Say No To Credit Cards
As you leave school and become a new earner, there will be tons of pre approved credit cards coming in the mail for you. Try as much as you can to resist the urge to pick up all the cards. There are two schools of thought on this one, those that believe that you need credit cards to build a credit history and pay off your credit card at the end of the month and those that say no credit cards at all. Opinions differ and I am on the no credit card side. Some people are very good at using their credit cards wisely, paying off their balance at the end of the month and not buying things they cannot afford just because they have the credit. But for most people, the convenience of credit cards could very quickly become a burden. They get into debt and before they know it they are having a hard time paying off those debts.
However, a debit card works the same way as a credit card, only that the money is taken from your bank account instantly. That will help you to spend only what you can afford to spend or only what is in your bank account. Anyway, as a student you must have had to sign up for credit cards to be able to function so must already have some sort of credit history. Your plan should be to reduce that dependency.
Pay High Interest Loans First
Since student loan interest rates are usually low, it is better to pay off your high interest credit cards first rather than trying to pay off your students loans. If you have several credit cards, Start with the one with the least balance, pay the minimum and then some more, while on the other cards only pay the minimum. Once you are done paying off the first card, that usually will take some time, you can then concentrate on the card with the next least balance. This way you achieve little victories to keep you motivated and encouraged to continue with the plan.

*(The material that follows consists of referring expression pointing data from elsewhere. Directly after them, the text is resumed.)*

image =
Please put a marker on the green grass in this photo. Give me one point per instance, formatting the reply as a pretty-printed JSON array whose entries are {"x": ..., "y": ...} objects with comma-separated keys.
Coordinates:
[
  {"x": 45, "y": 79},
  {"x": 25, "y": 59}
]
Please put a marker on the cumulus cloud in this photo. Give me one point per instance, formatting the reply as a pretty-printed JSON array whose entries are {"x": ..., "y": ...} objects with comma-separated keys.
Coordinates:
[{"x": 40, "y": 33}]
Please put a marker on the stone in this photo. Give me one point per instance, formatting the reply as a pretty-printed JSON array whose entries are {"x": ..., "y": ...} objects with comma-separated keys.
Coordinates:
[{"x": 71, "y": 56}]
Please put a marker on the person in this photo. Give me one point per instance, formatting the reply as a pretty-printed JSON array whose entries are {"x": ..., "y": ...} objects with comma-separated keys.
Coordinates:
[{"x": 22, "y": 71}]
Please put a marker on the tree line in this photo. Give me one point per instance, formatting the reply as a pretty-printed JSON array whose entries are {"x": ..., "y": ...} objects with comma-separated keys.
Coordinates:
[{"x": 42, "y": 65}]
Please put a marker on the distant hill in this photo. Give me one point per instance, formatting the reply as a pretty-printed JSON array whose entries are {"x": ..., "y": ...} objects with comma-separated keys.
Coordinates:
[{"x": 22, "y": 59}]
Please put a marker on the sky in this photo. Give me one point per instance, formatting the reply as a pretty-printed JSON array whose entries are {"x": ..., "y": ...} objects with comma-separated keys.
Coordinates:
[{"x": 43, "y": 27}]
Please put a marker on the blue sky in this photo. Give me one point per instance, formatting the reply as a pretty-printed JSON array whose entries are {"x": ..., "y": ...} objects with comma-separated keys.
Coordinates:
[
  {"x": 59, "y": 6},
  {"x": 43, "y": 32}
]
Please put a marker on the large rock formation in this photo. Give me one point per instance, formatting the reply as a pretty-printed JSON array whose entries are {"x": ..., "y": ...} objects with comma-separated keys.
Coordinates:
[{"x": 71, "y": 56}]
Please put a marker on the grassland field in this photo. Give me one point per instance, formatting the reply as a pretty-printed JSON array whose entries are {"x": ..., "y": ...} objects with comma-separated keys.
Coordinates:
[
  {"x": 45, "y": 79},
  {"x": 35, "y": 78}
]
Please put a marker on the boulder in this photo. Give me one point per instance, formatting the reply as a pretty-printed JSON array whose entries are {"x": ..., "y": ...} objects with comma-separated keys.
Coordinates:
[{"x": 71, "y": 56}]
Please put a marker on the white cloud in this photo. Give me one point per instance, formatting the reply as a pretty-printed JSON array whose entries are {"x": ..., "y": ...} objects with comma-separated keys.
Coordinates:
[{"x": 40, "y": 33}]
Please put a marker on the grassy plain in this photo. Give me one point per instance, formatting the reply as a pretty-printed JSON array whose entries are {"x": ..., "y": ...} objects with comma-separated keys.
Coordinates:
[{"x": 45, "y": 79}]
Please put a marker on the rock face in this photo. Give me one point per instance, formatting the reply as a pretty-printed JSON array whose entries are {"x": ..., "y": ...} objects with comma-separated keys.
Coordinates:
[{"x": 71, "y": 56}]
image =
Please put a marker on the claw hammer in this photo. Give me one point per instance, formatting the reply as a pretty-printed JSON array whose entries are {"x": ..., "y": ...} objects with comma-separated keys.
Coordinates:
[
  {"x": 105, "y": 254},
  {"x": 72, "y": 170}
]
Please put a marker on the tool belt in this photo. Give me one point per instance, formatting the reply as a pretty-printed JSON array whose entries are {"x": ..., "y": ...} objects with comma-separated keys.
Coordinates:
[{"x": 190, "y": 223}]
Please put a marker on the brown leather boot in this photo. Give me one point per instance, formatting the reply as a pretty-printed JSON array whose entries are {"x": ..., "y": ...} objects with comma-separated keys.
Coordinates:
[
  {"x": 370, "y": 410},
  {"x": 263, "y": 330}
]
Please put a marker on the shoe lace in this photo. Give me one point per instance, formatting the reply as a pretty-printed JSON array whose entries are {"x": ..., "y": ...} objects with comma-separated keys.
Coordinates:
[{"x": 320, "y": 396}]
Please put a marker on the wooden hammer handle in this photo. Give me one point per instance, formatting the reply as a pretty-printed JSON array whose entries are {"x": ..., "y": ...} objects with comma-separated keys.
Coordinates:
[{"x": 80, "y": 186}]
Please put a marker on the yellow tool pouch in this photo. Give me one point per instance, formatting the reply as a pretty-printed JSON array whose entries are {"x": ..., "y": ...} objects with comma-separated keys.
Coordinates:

Once you are done with your credit cards you can then concentrate on your student's loan and at this point you will have extra funds to throw at it. Keep this up and you will pay off most of your debts sooner than later.
Care For Your Retirement
Most new college grads getting into the work force fail to grab the opportunity provided by their employer with their 401k. Once you have worked long enough to be eligible to contribute, take advantage of this offer and contribute as much as you can afford. In some companies your employer will match whatever you contribute and when you start early, with time you will have a nice growing next egg that will even grow bigger by the time you are ready for retirement.
At the same time put some money in a savings account. You should set up automatic deduction from your checking account with your bank so that the money goes straight to your savings account from you checking automatically. It is better to have an automatic means for payment, so that you do not forget and the money is taking out on a regular basis.